2. Solar electricity

Solar PV or photovoltaic uses the sun’s rays to generate electricity, rather than heat water, and can provide half your home’s electricity. Apparently MP Peter Hain has had them in his home. But it’s not cheap, costing around £8,000-£18,000 to install. What’s more, the panels are much heavier than solar thermal panels and your roof needs to be strong enough to bear the weight. Friends of the Earth’s book Save Cash and Save the Planet says it makes most sense to install them if you’re already redoing your roof anyway. And, again, you’ll need to be South-facing and not have any big trees overshadowing the panels. On the plus side you’ll save around £250 a year on bills, most panels won’t require planning permission, and there are grants of up to £2,500 available from the government.

3. Wind turbine

Nice idea isn’t it, your own turbine chugging away on top of the house?
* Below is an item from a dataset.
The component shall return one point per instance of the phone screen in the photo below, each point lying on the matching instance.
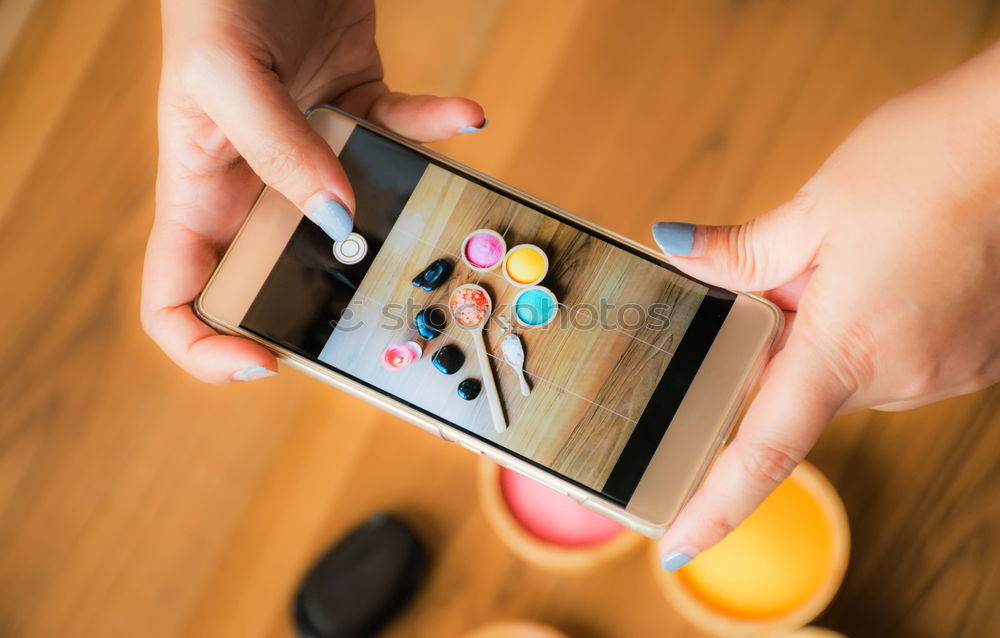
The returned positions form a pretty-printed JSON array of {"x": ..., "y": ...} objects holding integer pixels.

Makes a change from a satellite dish! There are two types – free standing and roof-mounted. The higher up your turbine, the more effective it will be. Ideally they need to be on a hill. Compared to other options, they’re cheap and cheerful at £1,500 but don’t even bother unless you live somewhere seriously windy. In fact the Energy Saving Trust suggests you employ a professional to check out your area if you’re unsure. Plus the turbine needs to be a long distance away from any obstacles in its path. At the moment there isn’t enough data available to tell what the long-term cost savings are from small turbines, although larger ones, costing around £18,000, can last for up to 22 years and, as with solar panels, excess energy stored can be sold to the grid.

4. Heat pumps

These sound like a cracking idea –as long as you don’t mind your garden being dug up and looking a mess. With ground source heat pumps, big loops – the kind you see on Grand Designs for under-floor heating – are dug into a trench and pumps then extract heat from the ground to warm your home. Alternatively, air source pumps can absorb heat from outside air and transfer it to your home. Brain aching already? The good news is that while these systems cost £7,000 to £10,000, payback is much quicker because it could save you up to £1,000 a year, although you’d need to ensure your home is properly insulated and you have the space for the loops. Again, grants are available.

5. Biomass

The word biomass conjures up something toxic in a test tube, but it actually just refers to organic materials, whether plant or animal – biofuel in other words, which includes wood. What could be more cosy  than dozing in front of a crackling fire? Burning wood is part of the carbon cycle and much greener than burning gas. That said, open fires aren’t efficient as most of the heat escapes up the chimney, but some wood burning stoves can be up to 70 per cent efficient according to Friends of the Earth. A number of you have suggested I get one, saying how cosy it is and how much you’ve saved on your fuel bills, as long as you can get hold of the logs. They cost around £2,000 to £4,000 to install.

You could also have a biomass pellet boiler. These cost £5,000-£14,000, including the cost of a flue and commissioning, but would save you just under £500 a year in bills in an electrically heated home, according to the Energy Saving Trust. But there’s the fuel cost, unless you can source pellets for free.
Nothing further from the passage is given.